小学生の頃、100円玉を握りしめて駄菓子屋へ通いました。「ガチャガチャ」を回して、カプセルに入ったスーパーカー消しゴムを集めるのが楽しみでした。一番好きだったのは「カウンタックLP400」。ドアが縦方向に開く近未来的なデザインは、ガキの頃の私には十分な破壊力でした。

地元にスーパーカーがやってくるという話を聞きつけ、見に行きたかったけれど、行けなかった。「いつか本物に乗りたいな」「でも、難しいだろうな」という思いは、心の中にずっとくすぶっていました。専門学校を卒業してすぐ国産車のディーラーに勤めたのも、車好きが高じてのことです。

新規事業を探し求めて試行錯誤した

長男ですから、家業を継ぐのかなという思いはあっても、大人になればなるほど事業の将来に夢を抱けなくなってもいたんです。
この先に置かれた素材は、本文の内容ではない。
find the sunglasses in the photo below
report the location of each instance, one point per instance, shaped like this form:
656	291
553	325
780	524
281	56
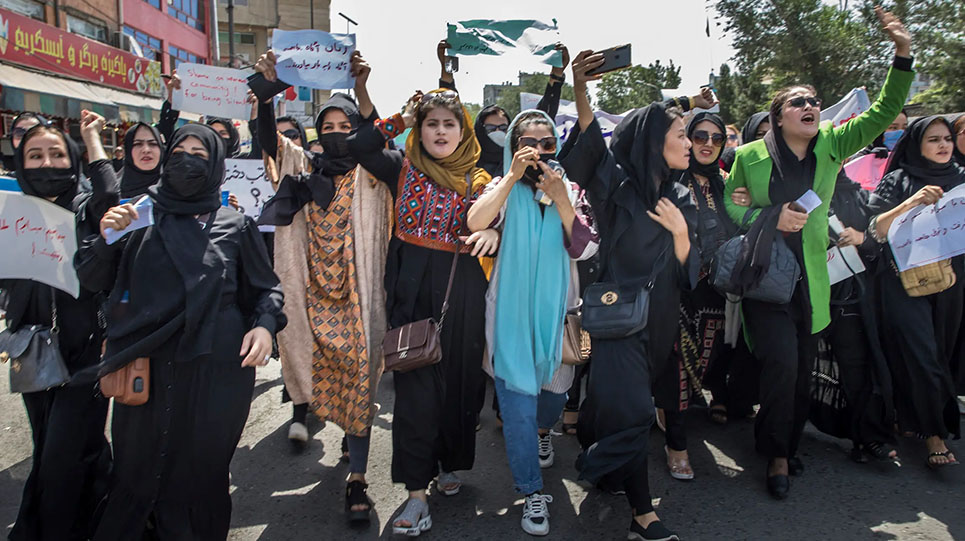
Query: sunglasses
801	100
547	144
442	94
701	137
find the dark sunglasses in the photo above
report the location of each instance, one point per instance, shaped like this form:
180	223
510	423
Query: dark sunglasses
701	137
547	144
801	100
444	94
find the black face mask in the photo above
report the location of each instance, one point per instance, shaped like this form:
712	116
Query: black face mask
50	181
186	174
335	144
531	177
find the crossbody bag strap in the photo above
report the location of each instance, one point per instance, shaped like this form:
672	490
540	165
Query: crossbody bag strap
455	256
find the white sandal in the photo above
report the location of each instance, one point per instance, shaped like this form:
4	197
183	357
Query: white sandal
416	513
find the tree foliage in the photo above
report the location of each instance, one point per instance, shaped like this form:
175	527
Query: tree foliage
636	86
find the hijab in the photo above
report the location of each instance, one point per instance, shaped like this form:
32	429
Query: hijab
908	157
175	280
532	282
637	146
491	158
319	186
233	142
450	172
712	169
50	181
134	181
749	133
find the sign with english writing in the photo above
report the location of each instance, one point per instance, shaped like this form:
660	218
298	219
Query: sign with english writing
212	91
246	180
929	233
314	58
39	242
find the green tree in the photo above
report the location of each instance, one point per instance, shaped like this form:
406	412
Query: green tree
740	95
534	83
637	86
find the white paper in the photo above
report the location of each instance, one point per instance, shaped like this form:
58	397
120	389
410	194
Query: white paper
929	233
314	58
245	179
809	201
145	218
39	242
212	91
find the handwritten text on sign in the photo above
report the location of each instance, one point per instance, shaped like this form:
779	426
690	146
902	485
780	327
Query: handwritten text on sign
39	241
930	233
212	91
246	180
314	58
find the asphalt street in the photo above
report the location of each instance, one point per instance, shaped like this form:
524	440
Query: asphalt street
280	494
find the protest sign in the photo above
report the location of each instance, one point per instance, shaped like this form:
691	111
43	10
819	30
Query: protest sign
496	38
39	242
850	106
314	58
866	170
212	91
246	180
929	233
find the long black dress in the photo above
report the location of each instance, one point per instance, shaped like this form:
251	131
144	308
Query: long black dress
71	457
618	411
436	406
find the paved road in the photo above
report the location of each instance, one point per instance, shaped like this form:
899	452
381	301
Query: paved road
279	495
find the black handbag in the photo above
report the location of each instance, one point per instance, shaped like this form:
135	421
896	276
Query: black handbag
34	354
776	286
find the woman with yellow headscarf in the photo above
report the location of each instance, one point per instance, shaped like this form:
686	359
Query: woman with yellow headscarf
433	182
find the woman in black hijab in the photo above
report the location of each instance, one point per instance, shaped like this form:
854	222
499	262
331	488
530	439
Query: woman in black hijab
646	225
189	292
71	458
701	317
920	332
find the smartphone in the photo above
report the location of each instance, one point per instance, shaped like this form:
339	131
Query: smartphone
614	58
265	89
452	64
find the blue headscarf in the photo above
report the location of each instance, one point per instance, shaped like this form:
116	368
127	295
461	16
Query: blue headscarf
533	278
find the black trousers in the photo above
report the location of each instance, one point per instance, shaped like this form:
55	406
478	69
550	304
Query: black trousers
781	340
71	461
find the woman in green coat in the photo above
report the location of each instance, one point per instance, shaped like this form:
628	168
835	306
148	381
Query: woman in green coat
800	154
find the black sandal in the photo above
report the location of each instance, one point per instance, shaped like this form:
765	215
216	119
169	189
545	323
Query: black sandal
355	495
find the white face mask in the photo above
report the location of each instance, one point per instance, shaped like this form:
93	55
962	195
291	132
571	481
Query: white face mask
498	137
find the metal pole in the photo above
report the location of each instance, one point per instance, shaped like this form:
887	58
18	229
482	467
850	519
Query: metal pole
231	33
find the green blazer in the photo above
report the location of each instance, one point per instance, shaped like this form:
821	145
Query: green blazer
752	169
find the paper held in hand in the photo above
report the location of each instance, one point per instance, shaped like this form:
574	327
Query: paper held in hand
212	91
314	58
39	242
929	233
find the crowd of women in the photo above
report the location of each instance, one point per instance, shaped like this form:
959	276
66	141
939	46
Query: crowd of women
497	233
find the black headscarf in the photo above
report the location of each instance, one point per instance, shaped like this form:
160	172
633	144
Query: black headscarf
712	169
31	185
233	142
491	158
907	156
319	186
176	277
749	133
637	146
134	181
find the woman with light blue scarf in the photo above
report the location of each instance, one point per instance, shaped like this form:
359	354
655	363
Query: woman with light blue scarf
546	227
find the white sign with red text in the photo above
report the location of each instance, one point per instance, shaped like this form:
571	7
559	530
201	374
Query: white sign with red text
39	242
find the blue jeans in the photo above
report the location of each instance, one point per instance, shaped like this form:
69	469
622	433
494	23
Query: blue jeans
522	416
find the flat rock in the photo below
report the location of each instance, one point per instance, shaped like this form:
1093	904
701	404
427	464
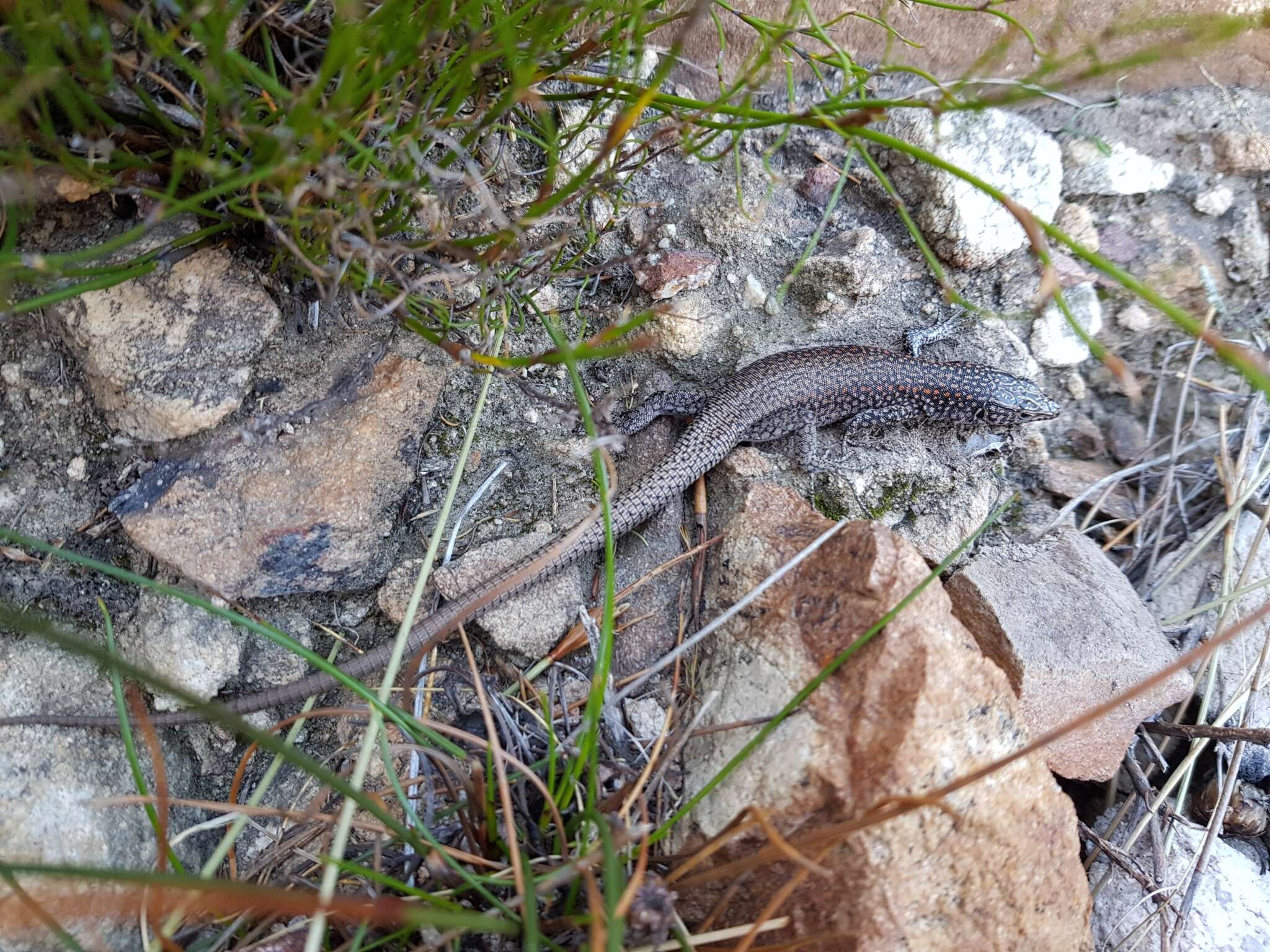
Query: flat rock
309	513
1053	342
531	624
818	183
967	226
655	603
1071	478
1215	201
917	707
1174	262
1241	152
171	353
1232	904
665	276
1126	172
1077	221
646	718
182	644
51	777
1250	247
1127	438
1071	632
1140	320
691	324
859	265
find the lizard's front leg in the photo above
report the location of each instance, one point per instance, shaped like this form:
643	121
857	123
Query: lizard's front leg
879	418
672	403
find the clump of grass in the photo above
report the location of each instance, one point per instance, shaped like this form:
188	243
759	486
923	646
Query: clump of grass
437	163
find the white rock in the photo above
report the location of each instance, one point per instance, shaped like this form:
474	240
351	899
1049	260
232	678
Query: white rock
1053	342
182	644
1077	221
1232	904
644	716
753	294
1127	172
169	353
1214	201
546	299
969	227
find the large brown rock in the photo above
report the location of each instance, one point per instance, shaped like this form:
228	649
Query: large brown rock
308	513
917	707
1071	632
169	355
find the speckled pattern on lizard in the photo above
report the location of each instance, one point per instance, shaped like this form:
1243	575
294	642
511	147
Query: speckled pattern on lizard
788	392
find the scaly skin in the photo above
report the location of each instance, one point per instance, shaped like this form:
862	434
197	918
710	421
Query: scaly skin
786	392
当時は主に物流で使う木製のパレットを作っていましたが、1社との取引が全体の99%を占める状態で、相手が「安くしてくれ」と言えば、値段を下げざるを得ない状況でした。

先代社長のおやじは根っからの職人肌で、いわゆる「守り」は得意でも、「攻める」ことには腰が引けていた。私は反対に「攻める」ことしか考えない性格ですから、おやじとは反りが合いませんでした。

それでいったんはディーラーに勤めましたが、創業者である祖父が他界したのをきっかけに22歳で実家へ戻り、家業を手伝うことに。間もなく、売り上げがガタ落ちする出来事があり、「このまま1社だけに依存していたら将来はない」と危機感を覚えました。

新規事業を開拓するにあたり、最初は木炭に着目しました。パレットをつくるのに木材を扱っていましたから、製材で出る木片を原料に木炭をつくれば、水質改善や土壌改良など環境資材としても使えると思ったのです。ところが原材料は入手できても、いい売り先が見つからない。ならば社名にもある「梱包」の世界で何か新しい挑戦はできないかと発想を切り替え、探したあげくたどり着いたのが、「トライウォール」という強化段ボールでした。

工場を見学し、その場で直談判した

トライウォールは1952年、米国で開発されました。3層構造から成る、非常に強度のある強化段ボールで、日本では74年から各地の代理店が製造販売を請け負っています。